简体   繁体   English

Python - 一次循环 N 条记录,然后重新开始

[英]Python - loop through N records at a time and then start again

I'm trying to write a script that calls Google Translation API in order to translate each line from an Excel file that has 1000 lines.我正在尝试编写一个调用Google Translation API的脚本,以便从具有 1000 行的 Excel 文件中翻译每一行。
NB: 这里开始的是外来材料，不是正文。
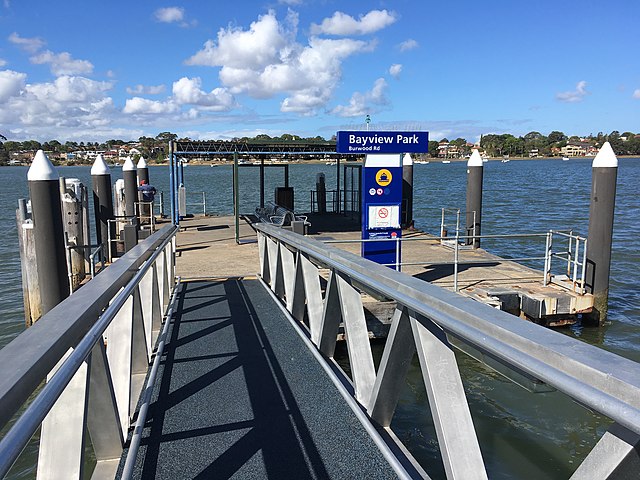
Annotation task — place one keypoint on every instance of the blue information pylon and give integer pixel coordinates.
(381, 207)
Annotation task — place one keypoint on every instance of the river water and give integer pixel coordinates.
(522, 435)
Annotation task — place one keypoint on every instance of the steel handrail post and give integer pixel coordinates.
(584, 267)
(15, 440)
(575, 262)
(455, 255)
(547, 260)
(533, 350)
(569, 256)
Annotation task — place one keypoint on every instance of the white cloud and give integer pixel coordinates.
(265, 60)
(29, 44)
(409, 44)
(236, 48)
(395, 69)
(187, 91)
(169, 14)
(63, 63)
(342, 24)
(574, 96)
(11, 84)
(173, 15)
(364, 103)
(67, 103)
(146, 90)
(143, 106)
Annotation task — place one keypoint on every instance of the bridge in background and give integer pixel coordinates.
(223, 376)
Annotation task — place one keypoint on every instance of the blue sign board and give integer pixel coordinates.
(375, 142)
(382, 203)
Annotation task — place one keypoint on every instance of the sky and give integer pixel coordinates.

I'm using pandas to load and to read the values from a specific values and then I append the data frame to a list and then I use Google API to translate:我正在使用pandas加载并从特定值中读取值,然后我将 append 数据框添加到列表中,然后我使用Google API进行翻译:

import os
from google.cloud import translate_v2 as translate
import pandas as pd
from datetime import datetime

# Variable for GCP service account credentials

os.environ['GOOGLE_APPLICATION_CREDENTIALS'] = r'path to credentials json'

# Path to the file

filepath = r'../file.xlsx'

# Instantiate the Google Translation API Client

translate_client = translate.Client()

# Read all the information from the Excel file within 'test' sheet name

df = pd.read_excel(filepath, sheet_name='test')

# Define an empty list

elements = []

# Loop the data frame and append the list


for i in df.index:
    elements.append(df['EN'][i])

# Loop the list and translate each line
for item in elements:
    output = translate_client.translate(
        elements,
        target_language='fr'
    )


result = [
    element['translatedText'] for element in output
]

print("The values corresponding to key : " + str(result))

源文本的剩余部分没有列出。